Suriye Hükümetine ve halkına en içten dayanışma mesajlarını ileten Cumhurbaşkanı Erdoğan, Suriye Cumhurbaşkanı Ahmed Şara'nın basiretli, dirayetli, kuşatıcı ve güçlü liderliğiyle bütün bu sıkıntıların üstesinden geleceğine yürekten inandığını söyledi.

Şara ile bugün telefon görüşmesi gerçekleştirdiklerini anımsatan Cumhurbaşkanı Erdoğan, konuşmasını şu sözlerle sürdürdü:

"Sahadaki durumu ve özellikle akan kanın durması için neler yapılabileceğimizi ele aldık. İlgili bakanlıklarımız ve güvenlik birimlerimiz Suriyeli muhataplarıyla temas halindeler. Süveyda başta olmak üzere Suriye'deki tüm gelişmeleri anbean takip ediyoruz ve edeceğiz. Dün ülkemizin de katkılarıyla sağlanan ateşkesin, İsrail'in kışkırttığı silahlı militanların katliamlarıyla sabote edilmek istendiğini görüyoruz. İsrail, ne Gazze'de ne Suriye'de barış huzur istikrar istemediğini bir kez daha gösteriyor. İsrail'in saldırıları ile ayrılıkçı milislerin katliamlarında alçakça şehit edilen Suriyeli kardeşlerimize Allah'tan rahmet diliyorum. Türkiye olarak geçmişte olduğu gibi gelecekte de Suriye'nin yanında olmaya, Suriyeli kardeşlerimizi desteklemeye devam edeceğiz. Zulüm ve katliamla kendilerine güvenli bir gelecek arayanlar, şunu hiçbir zaman unutmasın, onlar yolcu biz hancıyız. Biz bu topraklarda ev sahibiyiz.

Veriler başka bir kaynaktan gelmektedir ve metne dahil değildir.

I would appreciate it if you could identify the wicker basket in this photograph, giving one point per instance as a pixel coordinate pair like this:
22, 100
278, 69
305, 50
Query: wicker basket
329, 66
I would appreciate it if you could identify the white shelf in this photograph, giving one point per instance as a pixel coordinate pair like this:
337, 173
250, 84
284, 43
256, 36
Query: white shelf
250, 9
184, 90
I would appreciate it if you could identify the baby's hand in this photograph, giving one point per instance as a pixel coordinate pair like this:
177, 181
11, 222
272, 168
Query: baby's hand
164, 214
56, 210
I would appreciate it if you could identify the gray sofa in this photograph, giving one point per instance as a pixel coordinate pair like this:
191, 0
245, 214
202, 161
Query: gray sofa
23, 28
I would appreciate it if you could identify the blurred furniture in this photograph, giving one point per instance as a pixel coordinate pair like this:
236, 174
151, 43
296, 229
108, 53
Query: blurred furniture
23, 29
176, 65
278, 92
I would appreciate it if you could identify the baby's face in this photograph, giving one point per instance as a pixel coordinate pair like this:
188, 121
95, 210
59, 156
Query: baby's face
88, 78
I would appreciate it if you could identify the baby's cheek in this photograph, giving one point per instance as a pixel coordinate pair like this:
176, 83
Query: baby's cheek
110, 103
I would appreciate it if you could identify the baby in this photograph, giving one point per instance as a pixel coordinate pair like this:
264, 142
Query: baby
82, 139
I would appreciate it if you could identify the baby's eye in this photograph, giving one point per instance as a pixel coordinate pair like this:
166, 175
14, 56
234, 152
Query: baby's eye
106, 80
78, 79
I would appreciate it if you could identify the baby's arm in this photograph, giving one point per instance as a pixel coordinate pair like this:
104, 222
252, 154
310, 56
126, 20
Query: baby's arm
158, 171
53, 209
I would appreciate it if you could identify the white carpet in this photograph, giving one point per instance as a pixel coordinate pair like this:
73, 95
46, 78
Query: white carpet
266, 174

Bin yıldır bu coğrafyada yaşıyoruz. Her karış toprağında ayak izimiz var, şehitlerimizin mübarek kanı var. Bin yıl boyunca buralara nice zalimler geldi. Kendilerini dokunulmaz zannediyorlardı. Şimdi onların yerlerinde sadece yeller esiyor. Harim-i hizmetimize kim göz diktiyse hepsinin hevesi kursaklarında kaldı. Bugünün zalimleri, zulümlerinde küstahlaşmak yerine dünün zalimlerinin akıbetlerine baksınlar ve ibret alsınlar. Tekrar ediyorum, onurlu dış politikamızla, barış çabalarımızla, diplomatik temaslarımızla biz sulh-u sükunun safındayız. Kimseye husumet beslemiyoruz, kimseye kem gözle bakmıyoruz, düşmanca yaklaşmıyoruz. Kimsenin hakkına, hukukuna, egemenliğine el uzatmıyoruz. Biz sadece barış istiyoruz. Bölgemizde huzur ve istikrar istiyoruz. Bunun için ne yapılması gerekiyorsa yaptık, yapmayı da sürdüreceğiz. Dış politikada menfaatlerimizi gözettiğimiz kadar insanlığı, vicdanı, hakkı, komşuluk ve kardeşlik hukukunu da gözetmeye devam edeceğiz."